Given that the Ghost effect had already been established in the Ant-Man and the Wasp, its use in Thunderbolts* was more about enhancement.  “We wanted to take a slightly more liberal view,” notes Morrison.  “They would shoot multiple passes with the actor or stunt player doing variations and then composite that stuff and plus it with CG.  In terms of the time onset, Jake and I didn’t want to get into hundreds and hundreds of passes again and again because each one has to be done as if it could be in the movie. Hannah John-Kamen plays Ghost. Nadia Lorencz was her stunt double, and we did switches where you had the stunt player drop out of frame and then an actor pop up.  We had two complete Ghost outfits.  There are shots where you’re literally chasing Ghost as she phases through somebody, reappears and does a punch.  We did that stuff for real in the sense that Hannah would run as fast as possible at another actor and then drop to the floor at the last minute. Then I would have Nadia ready on the other side and at the right moment pop up, continue the run and do the stunt.  You plus a load of this stuff in visual effects but it gives you a real cadence.”

The biggest challenge proved to be the Void effect.  “There are basically three types of Voids,” remarks Morrison.  “You have Void, the character, with a dark Louis Pullman, effectively a silhouette, with almost cel animation level of detail while everything else is zero.  Give me a small amount of highlight, let it modulate and kiss that in.  We drilled down hard on Void.  What Void does is zap people.  The uncomfortable reference for that is the Hiroshima shadows from the atomic blast where you literally had a person and the next minute you have a projected silhouette of a person.  It’s not just to kill a person.

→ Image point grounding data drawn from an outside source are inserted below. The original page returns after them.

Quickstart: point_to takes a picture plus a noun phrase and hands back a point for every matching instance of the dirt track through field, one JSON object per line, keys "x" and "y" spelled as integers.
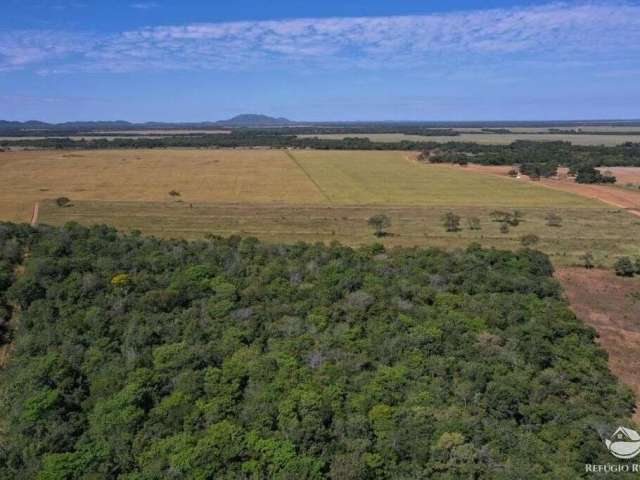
{"x": 610, "y": 305}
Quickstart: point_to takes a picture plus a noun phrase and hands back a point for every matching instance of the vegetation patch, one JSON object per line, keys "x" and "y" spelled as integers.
{"x": 144, "y": 358}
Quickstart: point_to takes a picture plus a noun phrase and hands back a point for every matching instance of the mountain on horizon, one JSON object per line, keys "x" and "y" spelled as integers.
{"x": 239, "y": 120}
{"x": 255, "y": 119}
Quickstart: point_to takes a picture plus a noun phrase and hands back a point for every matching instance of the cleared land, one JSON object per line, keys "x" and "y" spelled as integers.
{"x": 491, "y": 138}
{"x": 610, "y": 194}
{"x": 611, "y": 305}
{"x": 281, "y": 195}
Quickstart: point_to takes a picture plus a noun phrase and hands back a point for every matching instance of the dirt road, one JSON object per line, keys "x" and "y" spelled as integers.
{"x": 615, "y": 196}
{"x": 609, "y": 304}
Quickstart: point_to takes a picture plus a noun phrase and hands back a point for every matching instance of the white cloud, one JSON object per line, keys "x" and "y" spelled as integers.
{"x": 144, "y": 5}
{"x": 556, "y": 32}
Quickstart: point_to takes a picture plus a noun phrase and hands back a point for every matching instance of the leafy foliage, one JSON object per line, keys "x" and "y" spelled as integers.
{"x": 233, "y": 359}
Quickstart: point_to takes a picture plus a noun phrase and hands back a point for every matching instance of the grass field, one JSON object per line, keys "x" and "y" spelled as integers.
{"x": 492, "y": 138}
{"x": 284, "y": 196}
{"x": 605, "y": 232}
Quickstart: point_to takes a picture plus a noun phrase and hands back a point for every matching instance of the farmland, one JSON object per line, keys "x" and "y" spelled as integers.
{"x": 283, "y": 196}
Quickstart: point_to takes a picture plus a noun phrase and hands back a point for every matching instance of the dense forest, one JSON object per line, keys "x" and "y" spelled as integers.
{"x": 139, "y": 358}
{"x": 519, "y": 152}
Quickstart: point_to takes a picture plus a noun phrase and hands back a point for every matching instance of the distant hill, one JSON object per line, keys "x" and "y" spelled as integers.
{"x": 249, "y": 119}
{"x": 88, "y": 126}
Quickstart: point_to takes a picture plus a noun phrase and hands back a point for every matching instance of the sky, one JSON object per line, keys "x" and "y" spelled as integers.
{"x": 453, "y": 60}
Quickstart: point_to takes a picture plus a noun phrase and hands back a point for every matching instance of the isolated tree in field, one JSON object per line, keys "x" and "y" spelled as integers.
{"x": 587, "y": 260}
{"x": 554, "y": 220}
{"x": 379, "y": 223}
{"x": 624, "y": 267}
{"x": 529, "y": 240}
{"x": 451, "y": 222}
{"x": 473, "y": 223}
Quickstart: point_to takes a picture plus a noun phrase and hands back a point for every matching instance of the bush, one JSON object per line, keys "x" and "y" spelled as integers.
{"x": 587, "y": 260}
{"x": 451, "y": 222}
{"x": 473, "y": 223}
{"x": 554, "y": 220}
{"x": 529, "y": 240}
{"x": 379, "y": 223}
{"x": 63, "y": 201}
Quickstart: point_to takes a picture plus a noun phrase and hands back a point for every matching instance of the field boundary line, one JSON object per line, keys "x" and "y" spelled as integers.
{"x": 295, "y": 160}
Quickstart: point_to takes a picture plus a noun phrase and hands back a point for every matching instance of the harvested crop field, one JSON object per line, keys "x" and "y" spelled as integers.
{"x": 609, "y": 194}
{"x": 605, "y": 232}
{"x": 285, "y": 195}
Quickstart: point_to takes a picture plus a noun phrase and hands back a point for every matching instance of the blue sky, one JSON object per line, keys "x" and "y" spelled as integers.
{"x": 174, "y": 60}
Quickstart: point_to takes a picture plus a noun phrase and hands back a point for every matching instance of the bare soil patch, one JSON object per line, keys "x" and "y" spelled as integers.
{"x": 609, "y": 304}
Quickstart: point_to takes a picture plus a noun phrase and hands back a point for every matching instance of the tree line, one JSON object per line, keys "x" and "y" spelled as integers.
{"x": 139, "y": 358}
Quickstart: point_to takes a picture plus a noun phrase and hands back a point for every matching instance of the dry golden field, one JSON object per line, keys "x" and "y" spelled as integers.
{"x": 283, "y": 196}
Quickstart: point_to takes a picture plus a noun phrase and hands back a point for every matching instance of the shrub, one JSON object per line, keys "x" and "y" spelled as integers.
{"x": 451, "y": 222}
{"x": 379, "y": 223}
{"x": 554, "y": 220}
{"x": 473, "y": 223}
{"x": 587, "y": 260}
{"x": 529, "y": 240}
{"x": 624, "y": 267}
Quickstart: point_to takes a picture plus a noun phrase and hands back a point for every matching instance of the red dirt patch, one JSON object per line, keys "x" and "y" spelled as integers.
{"x": 605, "y": 302}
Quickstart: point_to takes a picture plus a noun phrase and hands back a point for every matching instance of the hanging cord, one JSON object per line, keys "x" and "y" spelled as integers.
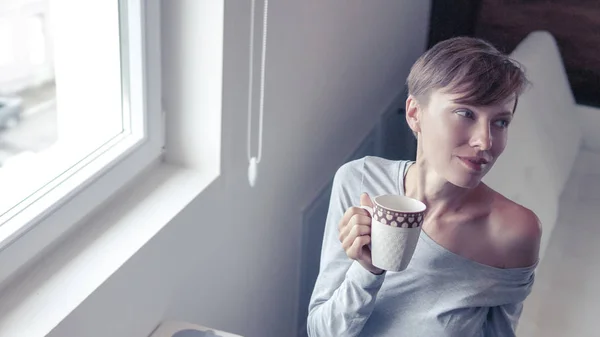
{"x": 257, "y": 159}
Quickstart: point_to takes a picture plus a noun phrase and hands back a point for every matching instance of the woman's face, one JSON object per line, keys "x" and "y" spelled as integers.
{"x": 462, "y": 142}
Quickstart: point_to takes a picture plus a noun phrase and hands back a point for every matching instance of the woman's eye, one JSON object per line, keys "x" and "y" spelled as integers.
{"x": 465, "y": 113}
{"x": 502, "y": 123}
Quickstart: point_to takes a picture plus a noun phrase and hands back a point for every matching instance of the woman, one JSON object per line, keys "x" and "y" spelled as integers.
{"x": 474, "y": 264}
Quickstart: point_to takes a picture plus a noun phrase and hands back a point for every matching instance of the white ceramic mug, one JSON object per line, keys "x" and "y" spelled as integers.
{"x": 395, "y": 228}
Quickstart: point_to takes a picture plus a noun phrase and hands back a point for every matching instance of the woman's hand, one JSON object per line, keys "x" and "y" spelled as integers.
{"x": 355, "y": 234}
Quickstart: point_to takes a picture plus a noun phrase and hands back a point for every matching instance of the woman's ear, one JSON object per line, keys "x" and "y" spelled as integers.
{"x": 413, "y": 114}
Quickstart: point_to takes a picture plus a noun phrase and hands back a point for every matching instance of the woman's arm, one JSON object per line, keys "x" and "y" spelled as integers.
{"x": 502, "y": 320}
{"x": 345, "y": 292}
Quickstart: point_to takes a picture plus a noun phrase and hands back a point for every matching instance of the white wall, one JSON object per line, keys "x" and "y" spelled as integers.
{"x": 231, "y": 258}
{"x": 19, "y": 72}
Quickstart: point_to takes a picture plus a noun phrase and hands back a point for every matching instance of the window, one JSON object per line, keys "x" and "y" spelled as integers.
{"x": 87, "y": 115}
{"x": 36, "y": 38}
{"x": 6, "y": 42}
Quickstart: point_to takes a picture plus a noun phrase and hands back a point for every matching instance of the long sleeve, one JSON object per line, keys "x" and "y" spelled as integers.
{"x": 502, "y": 320}
{"x": 345, "y": 292}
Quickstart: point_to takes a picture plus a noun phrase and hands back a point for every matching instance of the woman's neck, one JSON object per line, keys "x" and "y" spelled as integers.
{"x": 439, "y": 195}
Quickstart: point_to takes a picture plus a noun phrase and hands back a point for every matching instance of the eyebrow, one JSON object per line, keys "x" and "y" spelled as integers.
{"x": 505, "y": 113}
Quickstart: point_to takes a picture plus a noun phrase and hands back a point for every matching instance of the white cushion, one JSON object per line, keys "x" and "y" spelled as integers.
{"x": 545, "y": 135}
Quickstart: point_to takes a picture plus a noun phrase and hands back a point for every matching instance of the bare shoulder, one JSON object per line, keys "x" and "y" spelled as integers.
{"x": 517, "y": 231}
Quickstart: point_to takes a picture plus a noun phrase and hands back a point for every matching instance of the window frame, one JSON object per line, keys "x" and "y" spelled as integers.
{"x": 94, "y": 180}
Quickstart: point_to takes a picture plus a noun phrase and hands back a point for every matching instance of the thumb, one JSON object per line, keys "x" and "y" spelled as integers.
{"x": 365, "y": 200}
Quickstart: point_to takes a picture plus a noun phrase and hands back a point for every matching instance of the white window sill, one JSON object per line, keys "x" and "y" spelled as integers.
{"x": 36, "y": 301}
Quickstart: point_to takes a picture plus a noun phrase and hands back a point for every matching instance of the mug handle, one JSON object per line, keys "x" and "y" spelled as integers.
{"x": 368, "y": 209}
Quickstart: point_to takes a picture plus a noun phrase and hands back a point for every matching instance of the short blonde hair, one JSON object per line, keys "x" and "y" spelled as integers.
{"x": 470, "y": 67}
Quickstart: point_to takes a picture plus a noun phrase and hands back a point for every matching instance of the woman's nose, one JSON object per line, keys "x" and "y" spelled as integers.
{"x": 482, "y": 138}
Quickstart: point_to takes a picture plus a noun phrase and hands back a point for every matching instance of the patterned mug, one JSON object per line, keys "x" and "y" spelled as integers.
{"x": 395, "y": 228}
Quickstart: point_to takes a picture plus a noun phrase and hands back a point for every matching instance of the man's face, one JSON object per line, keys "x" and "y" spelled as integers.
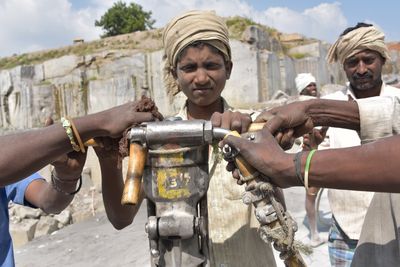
{"x": 310, "y": 90}
{"x": 364, "y": 70}
{"x": 202, "y": 73}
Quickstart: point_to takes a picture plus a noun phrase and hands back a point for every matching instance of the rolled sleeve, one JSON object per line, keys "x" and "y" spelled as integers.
{"x": 379, "y": 117}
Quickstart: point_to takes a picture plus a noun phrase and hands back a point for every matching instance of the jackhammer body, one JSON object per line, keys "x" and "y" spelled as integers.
{"x": 175, "y": 184}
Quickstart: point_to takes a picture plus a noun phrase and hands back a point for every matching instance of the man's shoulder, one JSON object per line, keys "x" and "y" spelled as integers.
{"x": 391, "y": 91}
{"x": 338, "y": 95}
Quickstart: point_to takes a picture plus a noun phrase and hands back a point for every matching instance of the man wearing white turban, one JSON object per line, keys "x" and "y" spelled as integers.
{"x": 362, "y": 52}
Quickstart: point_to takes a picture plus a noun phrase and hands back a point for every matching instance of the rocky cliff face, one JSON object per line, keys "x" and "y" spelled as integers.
{"x": 86, "y": 82}
{"x": 75, "y": 85}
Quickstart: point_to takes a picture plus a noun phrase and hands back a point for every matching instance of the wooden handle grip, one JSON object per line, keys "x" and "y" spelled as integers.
{"x": 133, "y": 181}
{"x": 92, "y": 142}
{"x": 256, "y": 126}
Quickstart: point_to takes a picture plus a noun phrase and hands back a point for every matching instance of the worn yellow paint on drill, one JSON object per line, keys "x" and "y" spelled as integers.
{"x": 172, "y": 183}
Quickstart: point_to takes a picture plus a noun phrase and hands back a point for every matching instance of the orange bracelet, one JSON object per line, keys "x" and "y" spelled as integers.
{"x": 66, "y": 124}
{"x": 77, "y": 136}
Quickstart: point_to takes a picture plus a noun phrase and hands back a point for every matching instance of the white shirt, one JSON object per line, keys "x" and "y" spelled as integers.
{"x": 350, "y": 207}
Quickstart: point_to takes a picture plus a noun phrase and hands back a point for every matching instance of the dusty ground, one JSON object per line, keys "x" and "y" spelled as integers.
{"x": 95, "y": 243}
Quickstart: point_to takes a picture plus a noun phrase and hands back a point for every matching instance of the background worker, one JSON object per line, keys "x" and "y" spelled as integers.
{"x": 374, "y": 117}
{"x": 362, "y": 52}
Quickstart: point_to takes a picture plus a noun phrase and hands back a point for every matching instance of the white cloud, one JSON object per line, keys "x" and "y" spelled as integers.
{"x": 29, "y": 25}
{"x": 325, "y": 21}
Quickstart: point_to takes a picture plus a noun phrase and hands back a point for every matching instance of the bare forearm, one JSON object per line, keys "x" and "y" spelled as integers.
{"x": 341, "y": 114}
{"x": 370, "y": 167}
{"x": 26, "y": 152}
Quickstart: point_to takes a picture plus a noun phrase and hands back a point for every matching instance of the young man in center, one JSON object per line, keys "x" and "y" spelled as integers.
{"x": 198, "y": 62}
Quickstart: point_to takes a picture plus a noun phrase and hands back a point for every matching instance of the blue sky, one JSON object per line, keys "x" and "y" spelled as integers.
{"x": 54, "y": 23}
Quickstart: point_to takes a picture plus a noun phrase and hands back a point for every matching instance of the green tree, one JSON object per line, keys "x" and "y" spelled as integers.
{"x": 120, "y": 19}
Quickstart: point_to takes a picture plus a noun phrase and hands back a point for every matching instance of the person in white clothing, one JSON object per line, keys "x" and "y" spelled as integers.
{"x": 362, "y": 51}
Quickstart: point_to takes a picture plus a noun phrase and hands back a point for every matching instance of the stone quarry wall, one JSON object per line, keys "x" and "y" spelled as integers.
{"x": 77, "y": 85}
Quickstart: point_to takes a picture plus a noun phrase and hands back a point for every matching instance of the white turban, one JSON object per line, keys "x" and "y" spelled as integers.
{"x": 190, "y": 27}
{"x": 356, "y": 41}
{"x": 303, "y": 80}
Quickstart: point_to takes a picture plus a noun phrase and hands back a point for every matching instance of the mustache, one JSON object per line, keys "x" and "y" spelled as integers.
{"x": 366, "y": 75}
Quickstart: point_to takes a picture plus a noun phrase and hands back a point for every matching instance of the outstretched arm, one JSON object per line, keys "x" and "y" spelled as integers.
{"x": 27, "y": 152}
{"x": 355, "y": 168}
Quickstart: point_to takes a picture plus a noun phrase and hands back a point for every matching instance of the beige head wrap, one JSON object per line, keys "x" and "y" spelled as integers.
{"x": 186, "y": 29}
{"x": 356, "y": 41}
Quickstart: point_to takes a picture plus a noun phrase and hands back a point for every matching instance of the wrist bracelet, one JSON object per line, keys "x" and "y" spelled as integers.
{"x": 68, "y": 130}
{"x": 307, "y": 168}
{"x": 54, "y": 178}
{"x": 76, "y": 134}
{"x": 297, "y": 166}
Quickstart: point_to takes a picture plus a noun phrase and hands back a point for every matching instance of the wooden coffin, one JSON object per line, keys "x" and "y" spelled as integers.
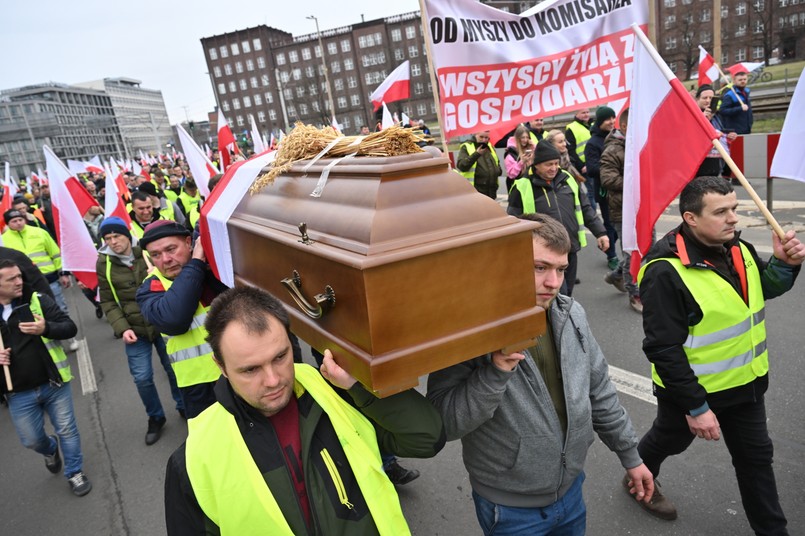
{"x": 414, "y": 269}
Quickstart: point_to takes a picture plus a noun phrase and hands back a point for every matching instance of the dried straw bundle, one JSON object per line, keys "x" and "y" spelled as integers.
{"x": 306, "y": 141}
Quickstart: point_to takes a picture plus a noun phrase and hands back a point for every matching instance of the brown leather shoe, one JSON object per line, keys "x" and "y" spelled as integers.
{"x": 659, "y": 506}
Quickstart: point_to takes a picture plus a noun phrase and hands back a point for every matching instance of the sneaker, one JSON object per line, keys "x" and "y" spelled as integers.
{"x": 659, "y": 505}
{"x": 53, "y": 462}
{"x": 80, "y": 484}
{"x": 616, "y": 280}
{"x": 399, "y": 475}
{"x": 154, "y": 430}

You need to turn them into this existential crisis.  We started to do this thing where it was almost a time-lapse of standing at the beach at sunset with the sun going down and you’re getting longer shadows.  We built that in as well as this two-to-three-layer diseased mothball moldy texture.  Then there are a number of shots after a person gets zapped where the shadows grow and somebody else steps into them then they get zapped. That’s all specifically built to educate the audience this is now growing at an exponential scale.”   

“We had all of the wide shots, which were the third version of the Void effect, where we went into absolutely nothing,” continues Morrison.  “But nothing is awfully dull.  I had shot a bunch of aerial work for The Avengers which we had in the Marvel Studios library. I turned that over to visual development and said, ‘Let’s start working out ways to see shadows spreading outwards. What does it look like when it’s nothing?’  The answer is if there’s nothing it’s boring, but if it’s an enforced incredibly dark thick evil fog that lets you see just enough building detail to give you perspective reference but sucks away all the life from the whole thing, then it’s quite emotive.  The secondary part of that was it all had to come from where Louis Pullman’s character Void was hanging. The interesting thing here was trying to find a way to make it spread. We did a test in previs where Louis’ position would be over Stark Tower as a single point of light.  That was it. Here’s New York. It’s total darkness. Just this light and drop the character down. What happened is all of the shadows started spreading gradually from there and gave the audience a cue, ‘It’s happening here but would go everywhere.’  That was the most fun exploration in the film.  It’s hard to come up with something new nowadays with visual effects.  We’ve covered so much ground and so many talented people have come up with creative ideas. When you’re given a task like this which is how can you do something like this and make it look like it was in camera and optical. It’s a good challenge.”

Trevor Hogg's picture

Trevor Hogg is a freelance video editor and writer best known for composing in-depth filmmaker and movie profiles for VFX Voice, Animation Magazine, and British Cinematographer.